NWSL players "won't report to their clubs for the first day of the 2022 preseason without a collective bargaining agreement in place," according to sources cited by Meg Linehan of THE ATHLETIC. With no deal in place after more than a year of bargaining, the NWSLPA "will now see if this new, unofficial deadline -- now less than two weeks away -- will help hammer out the finer details of the league's first CBA by Feb. 1." While there are tentative agreements between the players and the league in place on a number of fronts thanks to more than 35 bargaining sessions since the process began, sources said that there are "still a few key sticking points between the two sides." The finer details of free agency "remain to be settled, plus when those resulting changes to roster rules would actually take effect." Sources said that this is "one of the major issues that must be addressed by the end of the month." Linehan wrote fans "will absolutely support the players if they decide to keep negotiating, especially considering the events of 2021 for the league." The league's first CBA "will likely be a win for the players, even if they're not completely successful at pushing for everything they might want -- as long as it sets up the foundation for future negotiations the next time around." The league "can share if that win if the CBA is agreed to before Feb. 1" (, 1/20).

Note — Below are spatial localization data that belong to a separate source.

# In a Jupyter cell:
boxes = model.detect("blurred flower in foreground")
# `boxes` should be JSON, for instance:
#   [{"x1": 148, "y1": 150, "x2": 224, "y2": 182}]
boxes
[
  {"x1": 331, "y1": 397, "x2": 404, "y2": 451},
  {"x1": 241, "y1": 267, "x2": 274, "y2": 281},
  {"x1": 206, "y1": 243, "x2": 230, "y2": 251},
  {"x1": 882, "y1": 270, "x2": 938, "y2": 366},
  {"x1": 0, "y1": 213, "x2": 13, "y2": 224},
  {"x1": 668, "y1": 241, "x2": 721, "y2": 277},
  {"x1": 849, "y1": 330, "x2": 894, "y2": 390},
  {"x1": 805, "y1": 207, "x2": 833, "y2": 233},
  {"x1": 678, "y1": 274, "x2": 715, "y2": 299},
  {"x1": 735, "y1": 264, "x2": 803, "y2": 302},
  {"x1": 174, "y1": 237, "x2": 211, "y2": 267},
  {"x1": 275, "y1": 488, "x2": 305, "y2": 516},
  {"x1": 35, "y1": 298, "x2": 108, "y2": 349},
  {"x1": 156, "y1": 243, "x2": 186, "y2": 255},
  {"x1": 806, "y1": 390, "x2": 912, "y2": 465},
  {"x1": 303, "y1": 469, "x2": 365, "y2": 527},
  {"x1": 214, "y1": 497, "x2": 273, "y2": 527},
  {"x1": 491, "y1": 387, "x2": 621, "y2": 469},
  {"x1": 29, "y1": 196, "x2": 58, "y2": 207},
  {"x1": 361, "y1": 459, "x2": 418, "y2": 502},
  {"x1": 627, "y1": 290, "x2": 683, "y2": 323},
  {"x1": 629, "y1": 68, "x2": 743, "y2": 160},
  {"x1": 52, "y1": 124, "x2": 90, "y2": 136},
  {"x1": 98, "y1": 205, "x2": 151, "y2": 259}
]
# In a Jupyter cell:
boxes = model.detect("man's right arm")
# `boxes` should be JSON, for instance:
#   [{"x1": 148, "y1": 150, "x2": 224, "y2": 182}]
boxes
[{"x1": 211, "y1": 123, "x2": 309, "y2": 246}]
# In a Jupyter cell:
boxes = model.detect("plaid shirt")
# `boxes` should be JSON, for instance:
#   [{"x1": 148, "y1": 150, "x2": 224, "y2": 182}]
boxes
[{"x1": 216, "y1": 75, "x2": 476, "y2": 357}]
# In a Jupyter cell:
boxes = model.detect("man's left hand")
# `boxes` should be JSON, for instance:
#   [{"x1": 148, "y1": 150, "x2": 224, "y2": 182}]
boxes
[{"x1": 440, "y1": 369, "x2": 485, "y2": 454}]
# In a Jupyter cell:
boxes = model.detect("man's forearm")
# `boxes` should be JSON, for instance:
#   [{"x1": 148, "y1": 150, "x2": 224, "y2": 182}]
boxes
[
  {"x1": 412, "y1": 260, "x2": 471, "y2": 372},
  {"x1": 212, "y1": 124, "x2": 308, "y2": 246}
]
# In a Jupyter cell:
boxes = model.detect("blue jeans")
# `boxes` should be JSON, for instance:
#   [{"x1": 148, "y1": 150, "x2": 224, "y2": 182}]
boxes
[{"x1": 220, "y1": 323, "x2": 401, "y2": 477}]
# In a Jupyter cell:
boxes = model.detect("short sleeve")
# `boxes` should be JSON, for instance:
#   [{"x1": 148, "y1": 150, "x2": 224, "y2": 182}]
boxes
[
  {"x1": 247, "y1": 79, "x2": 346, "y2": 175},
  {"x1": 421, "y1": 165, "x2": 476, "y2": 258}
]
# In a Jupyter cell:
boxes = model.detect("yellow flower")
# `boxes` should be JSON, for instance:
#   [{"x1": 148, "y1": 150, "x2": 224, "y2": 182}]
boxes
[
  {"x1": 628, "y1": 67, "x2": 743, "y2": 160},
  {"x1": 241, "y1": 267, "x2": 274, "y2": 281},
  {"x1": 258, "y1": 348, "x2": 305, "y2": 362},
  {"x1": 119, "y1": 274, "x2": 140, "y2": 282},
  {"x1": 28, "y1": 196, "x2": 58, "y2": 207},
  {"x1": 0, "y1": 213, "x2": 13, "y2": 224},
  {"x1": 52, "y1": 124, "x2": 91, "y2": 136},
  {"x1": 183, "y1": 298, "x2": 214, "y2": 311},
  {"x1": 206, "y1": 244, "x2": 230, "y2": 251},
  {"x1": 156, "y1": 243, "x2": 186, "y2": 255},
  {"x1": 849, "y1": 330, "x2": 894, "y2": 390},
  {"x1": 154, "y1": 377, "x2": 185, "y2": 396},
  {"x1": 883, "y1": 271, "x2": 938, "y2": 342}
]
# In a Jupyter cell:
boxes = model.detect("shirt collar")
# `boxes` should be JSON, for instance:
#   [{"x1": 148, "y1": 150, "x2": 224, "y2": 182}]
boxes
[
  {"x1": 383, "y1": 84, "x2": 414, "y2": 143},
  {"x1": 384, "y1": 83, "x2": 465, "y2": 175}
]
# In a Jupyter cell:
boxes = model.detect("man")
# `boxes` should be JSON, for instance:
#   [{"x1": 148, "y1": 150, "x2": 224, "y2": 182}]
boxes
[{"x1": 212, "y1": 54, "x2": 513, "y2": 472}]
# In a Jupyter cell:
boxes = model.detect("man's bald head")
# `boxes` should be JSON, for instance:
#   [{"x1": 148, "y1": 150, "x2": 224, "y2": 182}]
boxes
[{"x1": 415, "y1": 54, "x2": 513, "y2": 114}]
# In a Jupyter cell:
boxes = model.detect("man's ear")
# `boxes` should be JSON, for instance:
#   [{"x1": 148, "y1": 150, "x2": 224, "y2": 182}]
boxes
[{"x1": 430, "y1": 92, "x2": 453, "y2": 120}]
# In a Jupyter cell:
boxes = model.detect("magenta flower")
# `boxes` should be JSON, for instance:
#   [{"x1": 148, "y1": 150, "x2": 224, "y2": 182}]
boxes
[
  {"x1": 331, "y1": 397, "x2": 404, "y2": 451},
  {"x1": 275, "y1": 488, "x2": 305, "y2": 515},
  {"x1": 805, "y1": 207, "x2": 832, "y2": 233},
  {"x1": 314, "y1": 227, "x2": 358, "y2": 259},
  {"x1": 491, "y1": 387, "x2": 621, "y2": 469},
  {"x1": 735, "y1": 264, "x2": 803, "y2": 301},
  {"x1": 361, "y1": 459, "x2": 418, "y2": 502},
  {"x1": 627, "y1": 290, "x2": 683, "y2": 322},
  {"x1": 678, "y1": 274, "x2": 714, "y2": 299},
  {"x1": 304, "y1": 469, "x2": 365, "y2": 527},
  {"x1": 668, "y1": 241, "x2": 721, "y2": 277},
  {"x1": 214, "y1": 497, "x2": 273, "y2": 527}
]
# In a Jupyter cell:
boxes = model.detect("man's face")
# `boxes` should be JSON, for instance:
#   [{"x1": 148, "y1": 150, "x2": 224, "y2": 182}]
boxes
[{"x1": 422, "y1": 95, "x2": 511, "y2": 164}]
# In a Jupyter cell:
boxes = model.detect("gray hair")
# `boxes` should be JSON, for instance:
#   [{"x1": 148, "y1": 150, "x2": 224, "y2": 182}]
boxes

Spirit co-Owner Y. Michele Kang had to try to solve team's problems on her own, which is hardly reassuring about league's managementGetty Images

TURNING A BLIND EYE? In DC, Sally Jenkins writes that the NWSL allowed the Washington Spirit's "noxious and contentious ownership-limbo situation to go on for so long is in keeping with league leadership's habit of deafening silence at the top, which enabled hand-tossing amateurs and abusers to operate at will and on whim." Spirit co-Owner Y. Michele Kang "has had to try to solve the Spirit's problems on her own with a boardroom power move, which is hardly reassuring about the entire league's management." Kang's bid to seize control of the franchise from Majority Owner Steve Baldwin -- "running circles around him to secure the support of other shareholders -- should be quickly sustained by the NWSL Board of Governors." Baldwin was "utterly unfit to own a public-facing organization and to manage its sale." Jenkins: "How is it that Baldwin has been allowed to hold so many women organizationally hostage in this miserable situation for so long?" The Spirit became a "smoking churn of sexism and unprofessionalism under this guy." In the months since the NWSL's 60-page investigative finding that the Spirit was a "toxic" workplace, Baldwin's conduct "has only compounded the astonishing offensiveness of the organization -- and erased any doubt about the origin-source of its climate" (WASHINGTON POST, 1/21).